Fort de ce constat, et parce qu’il s’était déjà fait la main sur la création d’un fonds privé rassemblant des biens en viager (ViagerFund), Philippe Verdonck a imaginé, avec un ami de longue date, Jacques Litwak, quelque chose d’approchant dans le segment des forêts : SylvaFund. "Il s’agit d’un fonds fermé, confirme-t-il, s’adressant à une cible relativement limitée puisque la part s’élève à 100 000 euros. Ce n’est pas une société de droit commun, mais une société en commandite par actions qui émet des obligations d’une durée de minimum 5 ans et délivre un intérêt annuel de 3 % brut." Un rendement tiré directement de celui des forêts, autrement dit, du produit de la vente des arbres (la part des loyers des chasses, quand il y en a, étant minime). Et qui sera augmenté de la plus-value en cas de vente. "Le fonds ne peut pas s’endetter, ajoute Philippe Verdonck. Il est donc pleinement propriétaire des lots. Et on ne voit pas le marché de la forêt ou du bois s’écrouler." Ces dernières années, ils ont plutôt augmenté.

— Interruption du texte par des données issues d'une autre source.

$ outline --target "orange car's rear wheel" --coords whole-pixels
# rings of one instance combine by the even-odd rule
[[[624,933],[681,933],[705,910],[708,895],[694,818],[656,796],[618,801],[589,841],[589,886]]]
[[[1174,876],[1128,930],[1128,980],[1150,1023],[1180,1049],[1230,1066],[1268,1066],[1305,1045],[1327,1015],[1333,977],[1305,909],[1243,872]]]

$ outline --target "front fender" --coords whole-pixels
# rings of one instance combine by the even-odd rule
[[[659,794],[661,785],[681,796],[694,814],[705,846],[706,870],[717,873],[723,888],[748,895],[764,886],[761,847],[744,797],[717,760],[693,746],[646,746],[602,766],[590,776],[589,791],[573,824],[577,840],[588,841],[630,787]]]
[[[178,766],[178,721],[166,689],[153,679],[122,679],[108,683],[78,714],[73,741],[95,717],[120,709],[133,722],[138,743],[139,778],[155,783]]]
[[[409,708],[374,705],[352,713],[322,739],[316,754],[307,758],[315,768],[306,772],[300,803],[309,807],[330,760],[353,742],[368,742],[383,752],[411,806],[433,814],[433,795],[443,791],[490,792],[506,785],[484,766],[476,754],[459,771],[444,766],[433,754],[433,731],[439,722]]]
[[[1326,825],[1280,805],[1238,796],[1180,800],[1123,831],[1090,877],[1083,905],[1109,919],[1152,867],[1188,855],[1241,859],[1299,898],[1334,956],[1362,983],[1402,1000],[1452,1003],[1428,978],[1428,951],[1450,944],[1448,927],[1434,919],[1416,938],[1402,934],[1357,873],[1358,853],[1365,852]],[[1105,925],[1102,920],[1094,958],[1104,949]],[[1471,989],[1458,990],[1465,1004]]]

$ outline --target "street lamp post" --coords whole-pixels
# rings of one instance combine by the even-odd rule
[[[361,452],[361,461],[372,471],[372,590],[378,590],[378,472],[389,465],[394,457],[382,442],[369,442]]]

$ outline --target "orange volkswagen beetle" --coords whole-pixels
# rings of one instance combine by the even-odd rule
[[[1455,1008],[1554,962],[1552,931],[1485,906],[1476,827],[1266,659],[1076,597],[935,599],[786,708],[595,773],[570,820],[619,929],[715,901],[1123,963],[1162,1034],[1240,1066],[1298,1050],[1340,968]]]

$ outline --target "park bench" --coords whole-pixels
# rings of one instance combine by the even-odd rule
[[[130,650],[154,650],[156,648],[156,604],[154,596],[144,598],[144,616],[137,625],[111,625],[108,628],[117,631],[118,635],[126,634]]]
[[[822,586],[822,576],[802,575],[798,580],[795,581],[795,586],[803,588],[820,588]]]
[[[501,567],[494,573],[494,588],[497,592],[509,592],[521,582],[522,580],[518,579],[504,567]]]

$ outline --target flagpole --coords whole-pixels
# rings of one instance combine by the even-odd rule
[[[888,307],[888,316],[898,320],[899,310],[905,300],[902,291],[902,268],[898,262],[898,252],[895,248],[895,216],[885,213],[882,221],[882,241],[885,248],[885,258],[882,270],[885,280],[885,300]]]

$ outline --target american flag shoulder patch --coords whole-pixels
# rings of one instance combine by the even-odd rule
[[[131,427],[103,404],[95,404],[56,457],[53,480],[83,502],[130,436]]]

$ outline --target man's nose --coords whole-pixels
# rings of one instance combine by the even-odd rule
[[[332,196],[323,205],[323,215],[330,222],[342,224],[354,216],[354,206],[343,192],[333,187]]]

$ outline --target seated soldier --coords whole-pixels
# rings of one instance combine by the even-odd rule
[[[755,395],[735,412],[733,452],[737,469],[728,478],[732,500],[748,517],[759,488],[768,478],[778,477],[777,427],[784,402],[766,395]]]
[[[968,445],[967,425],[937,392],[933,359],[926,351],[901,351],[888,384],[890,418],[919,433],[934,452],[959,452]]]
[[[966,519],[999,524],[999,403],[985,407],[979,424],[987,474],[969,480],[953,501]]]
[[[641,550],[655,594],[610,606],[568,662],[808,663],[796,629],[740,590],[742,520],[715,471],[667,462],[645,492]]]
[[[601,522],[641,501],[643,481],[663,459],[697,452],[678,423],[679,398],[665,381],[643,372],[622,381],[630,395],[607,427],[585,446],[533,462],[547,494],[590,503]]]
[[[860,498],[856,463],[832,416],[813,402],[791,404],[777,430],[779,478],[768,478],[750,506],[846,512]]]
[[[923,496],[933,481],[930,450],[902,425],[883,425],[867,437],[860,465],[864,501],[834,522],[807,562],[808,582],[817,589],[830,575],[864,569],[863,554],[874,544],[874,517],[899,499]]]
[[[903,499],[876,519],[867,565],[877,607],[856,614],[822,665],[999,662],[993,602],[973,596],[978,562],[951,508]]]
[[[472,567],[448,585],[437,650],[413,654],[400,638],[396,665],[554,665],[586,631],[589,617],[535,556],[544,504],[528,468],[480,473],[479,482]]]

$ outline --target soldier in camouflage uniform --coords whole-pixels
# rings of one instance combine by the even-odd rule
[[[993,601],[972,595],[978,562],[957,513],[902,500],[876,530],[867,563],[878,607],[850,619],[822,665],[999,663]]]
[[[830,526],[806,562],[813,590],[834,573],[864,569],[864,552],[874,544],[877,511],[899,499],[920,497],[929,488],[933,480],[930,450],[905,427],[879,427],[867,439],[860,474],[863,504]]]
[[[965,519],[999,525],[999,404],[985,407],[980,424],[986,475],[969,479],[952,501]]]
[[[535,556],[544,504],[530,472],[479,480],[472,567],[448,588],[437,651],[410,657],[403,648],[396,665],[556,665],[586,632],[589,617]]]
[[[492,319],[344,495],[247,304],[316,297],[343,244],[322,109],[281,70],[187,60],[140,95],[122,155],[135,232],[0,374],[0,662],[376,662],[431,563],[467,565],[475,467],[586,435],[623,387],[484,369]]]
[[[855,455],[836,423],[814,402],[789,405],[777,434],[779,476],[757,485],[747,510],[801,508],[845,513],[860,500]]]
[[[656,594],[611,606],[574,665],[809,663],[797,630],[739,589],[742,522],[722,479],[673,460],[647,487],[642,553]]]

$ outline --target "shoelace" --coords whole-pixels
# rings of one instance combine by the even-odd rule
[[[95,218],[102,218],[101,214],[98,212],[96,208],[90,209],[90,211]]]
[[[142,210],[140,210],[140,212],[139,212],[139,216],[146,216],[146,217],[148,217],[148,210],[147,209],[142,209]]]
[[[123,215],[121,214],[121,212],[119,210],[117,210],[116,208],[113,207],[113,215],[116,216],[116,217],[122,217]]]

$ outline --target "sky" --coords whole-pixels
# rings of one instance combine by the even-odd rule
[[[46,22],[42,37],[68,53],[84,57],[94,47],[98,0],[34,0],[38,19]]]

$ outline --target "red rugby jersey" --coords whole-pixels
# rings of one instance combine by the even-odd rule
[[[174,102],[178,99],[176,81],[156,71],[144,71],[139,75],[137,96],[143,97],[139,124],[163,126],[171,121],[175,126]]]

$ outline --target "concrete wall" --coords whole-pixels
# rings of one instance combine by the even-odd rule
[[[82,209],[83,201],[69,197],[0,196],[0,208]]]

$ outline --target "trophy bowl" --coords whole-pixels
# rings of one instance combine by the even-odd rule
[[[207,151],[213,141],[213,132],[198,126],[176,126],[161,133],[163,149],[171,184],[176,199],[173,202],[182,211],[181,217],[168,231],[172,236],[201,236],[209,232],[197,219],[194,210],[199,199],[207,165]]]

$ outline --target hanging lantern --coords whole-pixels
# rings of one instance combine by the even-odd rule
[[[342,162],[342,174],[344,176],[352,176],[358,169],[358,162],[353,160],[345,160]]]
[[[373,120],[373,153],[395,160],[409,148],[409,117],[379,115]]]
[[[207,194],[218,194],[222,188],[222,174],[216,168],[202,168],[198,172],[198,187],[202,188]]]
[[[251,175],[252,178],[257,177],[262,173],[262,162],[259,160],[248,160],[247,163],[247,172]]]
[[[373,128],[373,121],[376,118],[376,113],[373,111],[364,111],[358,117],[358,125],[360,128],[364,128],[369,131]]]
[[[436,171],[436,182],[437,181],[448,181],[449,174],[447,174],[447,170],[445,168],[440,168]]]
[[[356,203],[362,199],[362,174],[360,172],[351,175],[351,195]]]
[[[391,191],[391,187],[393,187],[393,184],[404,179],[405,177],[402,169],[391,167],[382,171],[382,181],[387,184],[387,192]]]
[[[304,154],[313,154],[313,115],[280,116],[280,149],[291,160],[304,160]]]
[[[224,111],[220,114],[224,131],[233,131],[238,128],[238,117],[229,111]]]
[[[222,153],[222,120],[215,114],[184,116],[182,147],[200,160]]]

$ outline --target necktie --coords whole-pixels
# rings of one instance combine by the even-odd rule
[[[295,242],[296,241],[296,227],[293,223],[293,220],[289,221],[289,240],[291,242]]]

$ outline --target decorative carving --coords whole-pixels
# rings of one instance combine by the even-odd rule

Ce qui ne veut pas dire que l’investissement est sans risque. "On les connaît et on ne les cache pas", poursuit Philippe Verdonck. La première action du duo a d’ailleurs été d’engager un spécialiste de l’exploitation forestière (gestion et suivi), Gérald Comes. Et de s’adjoindre l’efficacité d’une juriste, Charlotte Gillot, qui s’occupe aussi de l’administratif.

Patience et diversification

"Premier risque, les tempêtes, pointe Philippe Verdonck, d’où le choix de disperser les terres." Ainsi, les 400 ha d’une valeur de 5 millions d’euros apportés au fonds contre des obligations dans le cadre du premier emprunt obligataire, sont répartis en une vingtaine de communes. La seconde levée de fonds qui va être lancée et dont Philippe Verdonck pense tirer entre 1,5 et 2 millions d’euros (de quoi obtenir ou acquérir une centaine d’hectares supplémentaires et "profiter ainsi d’une bonne taille critique") jouera cette même diversification. "Ce qui n’empêche pas que chacune des terres soit d’une taille suffisante (de 5 à 50 ha d’un seul tenant) pour que le coût de leur exploitation soit correct. Car il y a toujours une partie incompressible liée au déplacement du matériel, par exemple."

"Deuxième risque : la patience qu’exige une forêt pour devenir rentable, plus de 20 ans au minimum", reconnaît-il. Or, c’est un rendement annuel fixe de 3 % qu’il propose à ses investisseurs. "C’est pourquoi nous avons également diversifié le portefeuille de Sylva Fund en fonction du degré de maturité de la forêt, allant de 5 à 20 ans. Certaines sont exploitables dans les 2 ans qui viennent, pour pouvoir, dès la première année, verser le dividende promis. Et si cela ne suffit pas, on peut toujours se défaire de l’une ou l’autre terre."

Celles-ci ont été cédées par des particuliers. Mais les promoteurs ne tirent pas un trait sur une éventuelle acquisition auprès du public, commune ou CPAS. "C’est surtout notre expertise en gestion qu’on pourrait leur proposer, conclut Philippe Verdonck. Si nous nous organisons pour gérer quelque 500 ha, nous pourrions voir plus grand pour compte de tiers, public comme privés." Car, si l’équipe est petite, les sous-traitants qu’elle emploiera sont nombreux. Le tout sera d’avoir un bon carnet d’adresse.